研究領域脂質クオリティが解き明かす生命現象
研究課題/領域番号 16H01362
研究機関九州大学

研究代表者

池ノ内 順一  九州大学, 理学研究院, 教授 (10500051)

研究期間 (年度) 2016-04-01 – 2018-03-31
キーワード微絨毛 / 脂質 / アクチン細胞骨格 / スフィンゴミエリン / コレステロール
研究実績の概要

微絨毛は、単層上皮細胞のアピカル表面に見られる形質膜の突起構造である。微絨毛は、外界と細胞内との物質の交換に関わる表面積を拡大するという役割を果たす以外にも、様々なトランスポーターやチャネルが微絨毛に集積しており、細胞内シグナル情報伝達の場として機能する細胞膜ドメインであると考えられている。微絨毛はアクチンフィラメントの束に裏打ちされた細胞膜構造である。培養上皮細胞の微絨毛は、12~15分のサイクルで伸長と退縮を繰り返す動的な挙動を示すのに対し、内耳の有毛細胞の微絨毛である不動毛は、常に長さが一定に保たれている。微絨毛の形成や退縮を制御するメカニズムには、多くの不明な点が残されている。微絨毛の形成に必須のタンパク質として、これまでにアクチンフィラメントと形質膜を繋ぐリンカータンパク質であるERM(Ezrin/ Radixin/ Moesin)ファミリーのタンパク質、アクチンフィラメント同士を束化するFimbrinやVillinが報告されている。私たちの先行研究において、上述のタンパク質だけでなく、微絨毛の形質膜外層に集積しているスフィンゴミエリンが微絨毛の維持に必須であることが明らかになった。本研究提案では、微絨毛の先端を構成する分子群が、微絨毛が新たに形成される際の「核」として機能するのではないかと考え、微絨毛の形成メカニズムを解明することを目的として、微絨毛の先端の分子構築の解明とその機能解析を行った。
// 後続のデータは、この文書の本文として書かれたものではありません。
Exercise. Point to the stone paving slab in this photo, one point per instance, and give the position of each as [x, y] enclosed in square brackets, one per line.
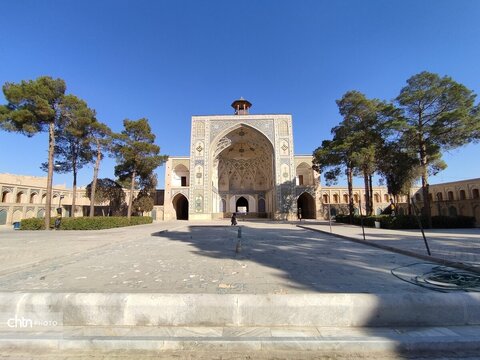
[275, 258]
[450, 246]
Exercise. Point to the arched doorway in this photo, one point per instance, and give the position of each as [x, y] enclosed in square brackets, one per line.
[241, 205]
[261, 205]
[243, 159]
[3, 217]
[180, 204]
[306, 204]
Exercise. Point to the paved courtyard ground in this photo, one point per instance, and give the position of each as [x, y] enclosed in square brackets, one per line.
[186, 257]
[457, 245]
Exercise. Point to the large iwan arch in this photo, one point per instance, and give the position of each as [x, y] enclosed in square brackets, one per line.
[180, 204]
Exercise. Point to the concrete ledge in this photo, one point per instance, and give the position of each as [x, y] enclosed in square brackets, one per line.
[367, 343]
[340, 310]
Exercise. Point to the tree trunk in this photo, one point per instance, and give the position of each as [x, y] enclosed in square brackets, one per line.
[425, 186]
[368, 210]
[51, 148]
[409, 202]
[370, 184]
[74, 190]
[94, 181]
[351, 209]
[130, 200]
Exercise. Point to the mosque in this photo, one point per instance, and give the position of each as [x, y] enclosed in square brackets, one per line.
[243, 163]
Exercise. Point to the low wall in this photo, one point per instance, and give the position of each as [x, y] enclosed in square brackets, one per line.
[121, 309]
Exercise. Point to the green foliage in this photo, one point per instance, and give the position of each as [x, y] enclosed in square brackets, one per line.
[438, 115]
[398, 166]
[73, 148]
[143, 203]
[87, 223]
[137, 155]
[32, 105]
[409, 221]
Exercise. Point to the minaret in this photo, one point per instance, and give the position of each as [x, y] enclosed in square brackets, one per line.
[241, 106]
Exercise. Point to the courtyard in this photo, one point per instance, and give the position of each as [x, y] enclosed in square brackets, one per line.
[189, 257]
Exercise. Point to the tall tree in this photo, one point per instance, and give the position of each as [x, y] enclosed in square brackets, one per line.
[34, 106]
[137, 155]
[101, 137]
[110, 191]
[73, 148]
[439, 116]
[366, 123]
[333, 158]
[398, 167]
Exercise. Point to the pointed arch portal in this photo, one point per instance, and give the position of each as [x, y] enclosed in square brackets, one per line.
[242, 205]
[180, 204]
[306, 204]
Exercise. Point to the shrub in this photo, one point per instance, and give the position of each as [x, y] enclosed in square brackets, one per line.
[410, 221]
[87, 223]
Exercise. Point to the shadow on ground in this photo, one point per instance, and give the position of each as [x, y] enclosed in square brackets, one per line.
[301, 259]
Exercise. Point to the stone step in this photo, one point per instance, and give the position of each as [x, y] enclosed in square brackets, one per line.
[335, 310]
[327, 340]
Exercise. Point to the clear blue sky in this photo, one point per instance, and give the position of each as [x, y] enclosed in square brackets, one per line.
[167, 61]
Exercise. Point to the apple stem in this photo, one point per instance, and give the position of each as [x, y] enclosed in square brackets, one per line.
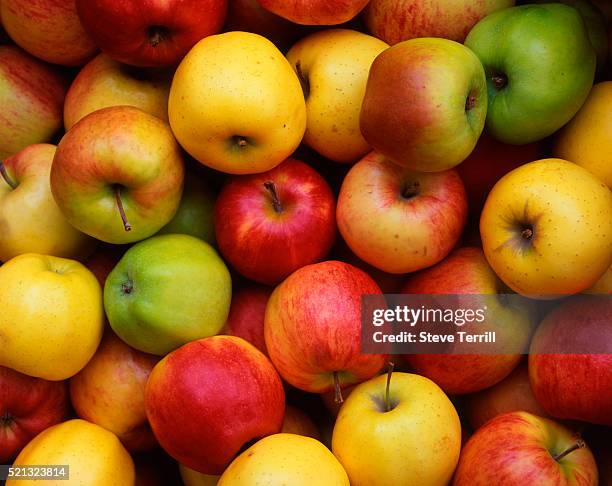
[271, 187]
[578, 445]
[337, 390]
[126, 225]
[390, 367]
[6, 177]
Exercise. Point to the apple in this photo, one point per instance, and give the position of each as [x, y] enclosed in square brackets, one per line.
[315, 12]
[570, 360]
[117, 175]
[398, 20]
[211, 397]
[150, 34]
[539, 65]
[512, 394]
[425, 104]
[333, 67]
[269, 225]
[94, 456]
[52, 316]
[195, 214]
[398, 429]
[466, 367]
[488, 163]
[33, 92]
[313, 328]
[399, 220]
[247, 313]
[166, 291]
[518, 446]
[586, 139]
[236, 105]
[546, 229]
[27, 407]
[109, 392]
[30, 220]
[104, 82]
[48, 29]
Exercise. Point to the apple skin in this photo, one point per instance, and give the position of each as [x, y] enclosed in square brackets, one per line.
[49, 30]
[109, 392]
[266, 243]
[247, 313]
[425, 104]
[540, 67]
[27, 407]
[118, 147]
[395, 233]
[313, 327]
[33, 94]
[512, 394]
[466, 271]
[148, 33]
[333, 66]
[416, 443]
[315, 12]
[518, 447]
[210, 397]
[398, 20]
[236, 105]
[567, 382]
[167, 291]
[104, 82]
[546, 229]
[30, 220]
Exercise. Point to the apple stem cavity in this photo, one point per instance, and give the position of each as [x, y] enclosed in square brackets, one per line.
[337, 389]
[388, 405]
[6, 177]
[579, 444]
[126, 225]
[271, 187]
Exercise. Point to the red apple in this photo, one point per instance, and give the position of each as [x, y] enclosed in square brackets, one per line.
[397, 20]
[27, 406]
[209, 398]
[32, 99]
[512, 394]
[315, 12]
[246, 316]
[399, 220]
[270, 224]
[48, 29]
[518, 448]
[313, 328]
[149, 32]
[488, 163]
[109, 392]
[570, 360]
[460, 370]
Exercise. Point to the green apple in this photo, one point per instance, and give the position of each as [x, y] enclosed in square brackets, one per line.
[195, 215]
[540, 66]
[167, 291]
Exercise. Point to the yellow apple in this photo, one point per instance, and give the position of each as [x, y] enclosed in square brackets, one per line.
[52, 316]
[94, 455]
[285, 459]
[546, 228]
[236, 105]
[333, 67]
[412, 438]
[30, 221]
[105, 82]
[587, 139]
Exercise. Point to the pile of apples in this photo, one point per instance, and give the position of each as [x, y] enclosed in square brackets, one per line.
[196, 194]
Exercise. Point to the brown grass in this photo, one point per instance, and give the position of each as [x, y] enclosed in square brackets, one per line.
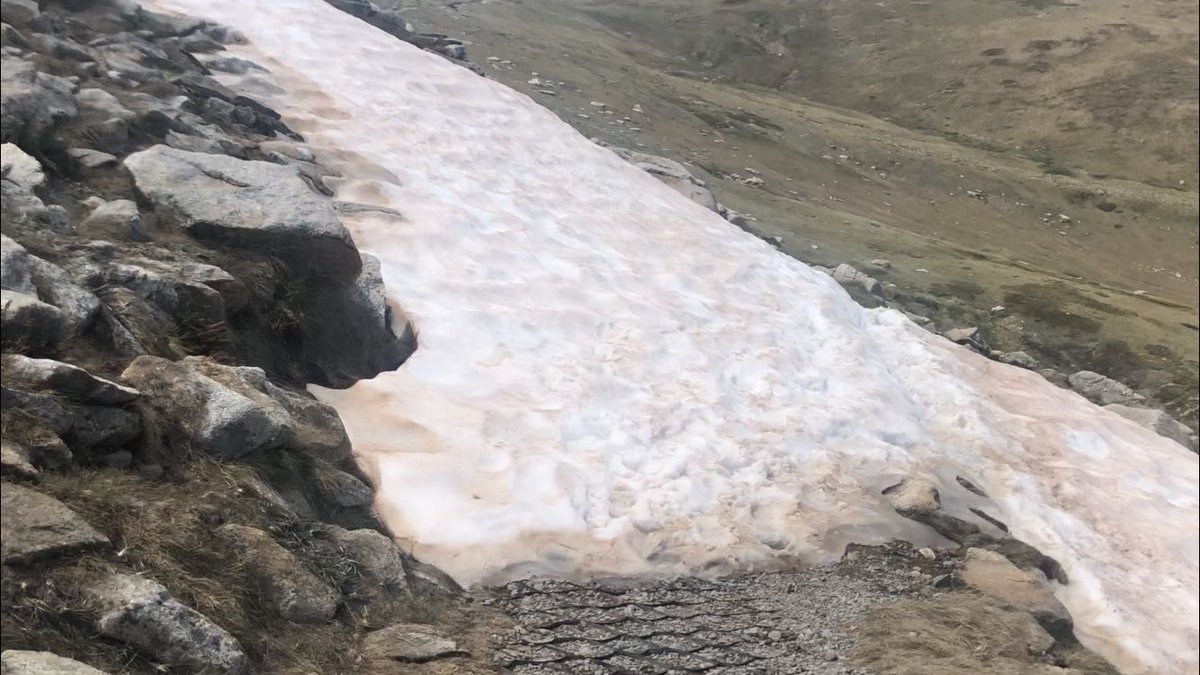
[959, 632]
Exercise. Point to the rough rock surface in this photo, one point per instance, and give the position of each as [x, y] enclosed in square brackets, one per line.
[672, 173]
[1029, 590]
[409, 643]
[1102, 389]
[285, 585]
[36, 527]
[246, 203]
[141, 611]
[31, 102]
[379, 562]
[66, 380]
[21, 662]
[847, 274]
[778, 622]
[29, 324]
[232, 411]
[1158, 422]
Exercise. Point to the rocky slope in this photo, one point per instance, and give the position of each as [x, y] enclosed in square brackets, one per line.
[174, 272]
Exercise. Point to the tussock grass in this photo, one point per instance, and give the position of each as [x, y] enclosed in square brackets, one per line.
[955, 633]
[166, 532]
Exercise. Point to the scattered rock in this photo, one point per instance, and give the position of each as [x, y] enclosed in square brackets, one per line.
[15, 460]
[1158, 422]
[279, 578]
[21, 168]
[1027, 590]
[29, 324]
[19, 12]
[19, 662]
[846, 274]
[233, 411]
[378, 561]
[31, 103]
[246, 203]
[340, 488]
[93, 159]
[111, 219]
[672, 173]
[1019, 359]
[141, 611]
[913, 496]
[225, 417]
[411, 643]
[1101, 389]
[66, 380]
[969, 338]
[36, 527]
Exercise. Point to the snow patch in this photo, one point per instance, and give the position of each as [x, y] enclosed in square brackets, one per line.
[612, 378]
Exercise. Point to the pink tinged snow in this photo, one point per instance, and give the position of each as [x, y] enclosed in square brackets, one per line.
[612, 380]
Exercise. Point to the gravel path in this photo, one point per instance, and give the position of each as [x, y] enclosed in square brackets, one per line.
[797, 621]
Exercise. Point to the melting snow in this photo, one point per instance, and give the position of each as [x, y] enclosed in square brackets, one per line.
[613, 380]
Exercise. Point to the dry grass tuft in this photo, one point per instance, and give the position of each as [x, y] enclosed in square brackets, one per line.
[949, 634]
[166, 531]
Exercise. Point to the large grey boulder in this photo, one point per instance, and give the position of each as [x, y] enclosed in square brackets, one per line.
[246, 203]
[1027, 590]
[378, 560]
[234, 411]
[1101, 389]
[65, 380]
[108, 219]
[411, 643]
[21, 168]
[25, 273]
[1158, 422]
[21, 662]
[672, 173]
[846, 274]
[35, 527]
[19, 12]
[286, 586]
[16, 460]
[341, 489]
[913, 496]
[31, 102]
[141, 611]
[180, 287]
[29, 324]
[1020, 359]
[351, 333]
[209, 406]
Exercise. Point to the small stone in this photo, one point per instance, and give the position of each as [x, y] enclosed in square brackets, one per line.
[913, 495]
[21, 662]
[141, 611]
[1019, 359]
[282, 581]
[93, 159]
[35, 527]
[411, 643]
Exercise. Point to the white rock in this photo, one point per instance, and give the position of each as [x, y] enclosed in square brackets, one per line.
[19, 167]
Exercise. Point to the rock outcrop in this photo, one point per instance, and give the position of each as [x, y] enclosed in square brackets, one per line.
[21, 662]
[36, 527]
[249, 204]
[282, 583]
[233, 411]
[142, 613]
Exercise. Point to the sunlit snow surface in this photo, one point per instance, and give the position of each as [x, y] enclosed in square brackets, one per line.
[613, 380]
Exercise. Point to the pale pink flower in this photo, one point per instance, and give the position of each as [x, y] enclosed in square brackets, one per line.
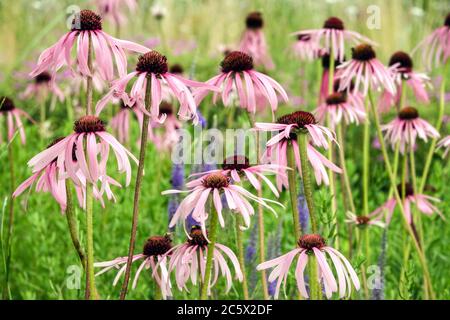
[113, 10]
[72, 159]
[366, 71]
[362, 221]
[188, 262]
[334, 34]
[13, 119]
[406, 127]
[152, 66]
[341, 107]
[41, 86]
[86, 28]
[253, 41]
[307, 48]
[238, 167]
[238, 76]
[121, 122]
[421, 201]
[401, 69]
[154, 258]
[436, 46]
[445, 143]
[288, 127]
[314, 244]
[213, 185]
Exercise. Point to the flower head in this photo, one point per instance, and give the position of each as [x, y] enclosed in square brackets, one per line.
[154, 256]
[308, 245]
[86, 32]
[406, 127]
[365, 70]
[238, 76]
[188, 261]
[152, 68]
[333, 36]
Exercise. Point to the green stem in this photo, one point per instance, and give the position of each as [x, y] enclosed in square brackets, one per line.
[240, 246]
[137, 190]
[392, 179]
[302, 139]
[314, 285]
[293, 190]
[90, 276]
[438, 126]
[210, 254]
[72, 224]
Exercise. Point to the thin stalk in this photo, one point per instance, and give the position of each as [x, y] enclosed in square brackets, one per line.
[72, 224]
[240, 246]
[137, 190]
[209, 257]
[302, 139]
[90, 275]
[293, 190]
[6, 289]
[366, 160]
[438, 126]
[420, 254]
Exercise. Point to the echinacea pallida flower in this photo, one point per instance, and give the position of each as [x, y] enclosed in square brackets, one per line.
[401, 69]
[86, 28]
[334, 34]
[406, 127]
[365, 71]
[188, 262]
[422, 202]
[436, 46]
[152, 66]
[13, 119]
[314, 244]
[287, 128]
[154, 258]
[91, 131]
[213, 185]
[238, 76]
[253, 41]
[238, 168]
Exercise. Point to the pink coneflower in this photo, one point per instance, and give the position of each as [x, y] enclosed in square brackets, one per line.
[152, 66]
[215, 184]
[253, 41]
[188, 261]
[339, 108]
[445, 143]
[238, 167]
[366, 71]
[307, 48]
[436, 46]
[13, 119]
[363, 221]
[406, 127]
[238, 75]
[334, 34]
[288, 126]
[310, 244]
[121, 121]
[401, 68]
[154, 257]
[112, 9]
[170, 135]
[89, 130]
[421, 201]
[87, 28]
[41, 86]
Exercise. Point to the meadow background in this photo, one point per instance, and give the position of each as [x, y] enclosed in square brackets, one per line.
[42, 252]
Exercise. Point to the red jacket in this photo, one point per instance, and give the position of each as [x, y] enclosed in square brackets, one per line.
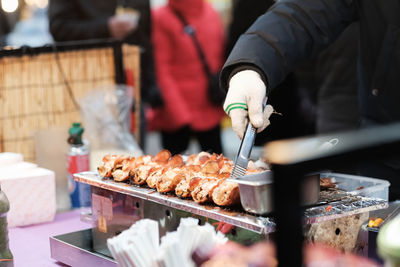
[180, 74]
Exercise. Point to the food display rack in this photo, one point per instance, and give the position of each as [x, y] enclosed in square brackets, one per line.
[117, 205]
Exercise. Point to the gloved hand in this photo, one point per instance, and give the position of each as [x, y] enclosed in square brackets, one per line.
[245, 98]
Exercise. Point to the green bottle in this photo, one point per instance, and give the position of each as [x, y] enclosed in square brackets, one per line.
[6, 257]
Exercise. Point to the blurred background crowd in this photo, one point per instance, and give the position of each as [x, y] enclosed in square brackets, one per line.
[307, 98]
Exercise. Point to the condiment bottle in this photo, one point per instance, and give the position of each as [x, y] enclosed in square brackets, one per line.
[6, 257]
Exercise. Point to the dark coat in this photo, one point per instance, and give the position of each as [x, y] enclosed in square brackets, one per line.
[295, 30]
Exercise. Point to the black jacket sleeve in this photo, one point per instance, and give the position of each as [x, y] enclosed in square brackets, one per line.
[290, 32]
[67, 22]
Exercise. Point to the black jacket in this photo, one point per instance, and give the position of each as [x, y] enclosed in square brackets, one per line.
[295, 30]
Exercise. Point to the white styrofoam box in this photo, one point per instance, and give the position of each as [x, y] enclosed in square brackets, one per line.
[11, 169]
[7, 158]
[32, 196]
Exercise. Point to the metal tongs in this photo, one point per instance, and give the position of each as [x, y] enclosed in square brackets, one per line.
[242, 158]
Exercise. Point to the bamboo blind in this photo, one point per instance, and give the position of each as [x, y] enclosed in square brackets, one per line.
[34, 94]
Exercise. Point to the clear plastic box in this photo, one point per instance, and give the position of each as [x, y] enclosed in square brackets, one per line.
[360, 185]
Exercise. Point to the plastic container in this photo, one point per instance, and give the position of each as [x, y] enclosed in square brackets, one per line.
[360, 185]
[78, 161]
[5, 252]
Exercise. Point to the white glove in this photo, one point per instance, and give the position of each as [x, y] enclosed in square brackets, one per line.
[245, 98]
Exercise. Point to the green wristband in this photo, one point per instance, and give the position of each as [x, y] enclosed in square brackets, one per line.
[236, 107]
[235, 104]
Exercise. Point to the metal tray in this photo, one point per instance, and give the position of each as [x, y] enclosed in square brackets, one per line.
[256, 191]
[236, 215]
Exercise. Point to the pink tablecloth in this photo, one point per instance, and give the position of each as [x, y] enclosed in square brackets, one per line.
[30, 244]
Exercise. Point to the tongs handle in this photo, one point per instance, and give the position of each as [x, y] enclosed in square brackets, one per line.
[245, 148]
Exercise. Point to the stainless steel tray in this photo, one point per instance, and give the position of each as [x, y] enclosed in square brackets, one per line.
[236, 215]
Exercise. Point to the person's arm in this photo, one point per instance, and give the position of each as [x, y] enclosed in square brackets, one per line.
[290, 32]
[65, 24]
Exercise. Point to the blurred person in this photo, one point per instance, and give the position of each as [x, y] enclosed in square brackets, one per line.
[187, 111]
[294, 30]
[125, 20]
[4, 27]
[288, 99]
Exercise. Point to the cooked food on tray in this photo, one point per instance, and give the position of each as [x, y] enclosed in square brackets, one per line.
[201, 176]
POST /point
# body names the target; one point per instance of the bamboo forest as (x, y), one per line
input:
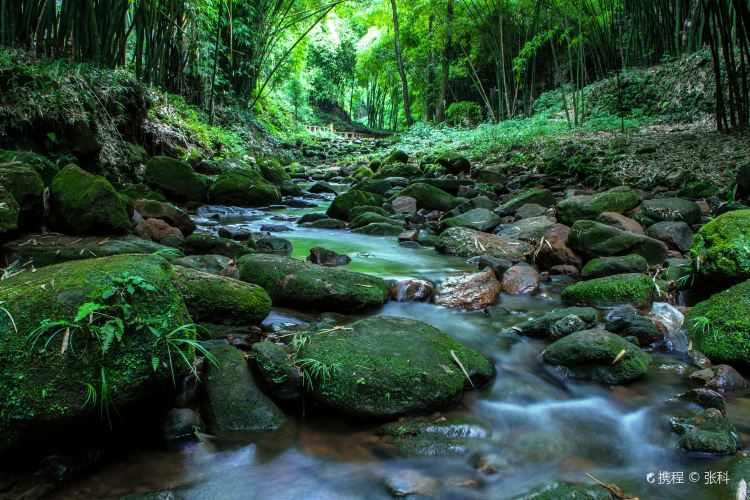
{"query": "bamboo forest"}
(373, 249)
スフィンゴミエリンを多く含む脂質二分子膜にはコレステロールが集積しやすいことが人工膜を用いた研究から明らかになっているため、微絨毛におけるコレステロールの分布を観察した。その結果、微絨毛の先端にコレステロールが集積していることを見出した。さらに微絨毛に存在する様々な膜タンパク質の局在を観察したところ、機能未知の5回膜貫通タンパク質が微絨毛先端に位置することを見出した。

現在までの達成度 (区分)
現在までの達成度 (区分)

2: おおむね順調に進展している

理由

微絨毛先端に局在する脂質と膜タンパク質を同定した。これらが微絨毛形成の核として機能するかについて、引き続き検討を進めていきたい。

今後の研究の推進方策

微絨毛の先端に局在するコレステロールと今回見出した膜タンパク質が微絨毛の形成に関与するのかについて検証を行う。具体的には、細胞内でのコレステロールの生合成を阻害、もしくは形質膜外層のコレステロールを除去した結果、微絨毛が減少するか否か検討を行う。また、微絨毛の先端に局在する分子群を網羅的に同定する方法についても検討を進める予定である。

備考

研究代表者の研究室の研究成果及び成果報告に関するホームページ

  • 研究成果

    (9件)

すべて 2017 2016 その他

すべて 雑誌論文 (3件) (うち査読あり 2件) 学会発表 (4件) (うち国際学会 1件、 招待講演 2件) 図書 (1件) 備考 (1件)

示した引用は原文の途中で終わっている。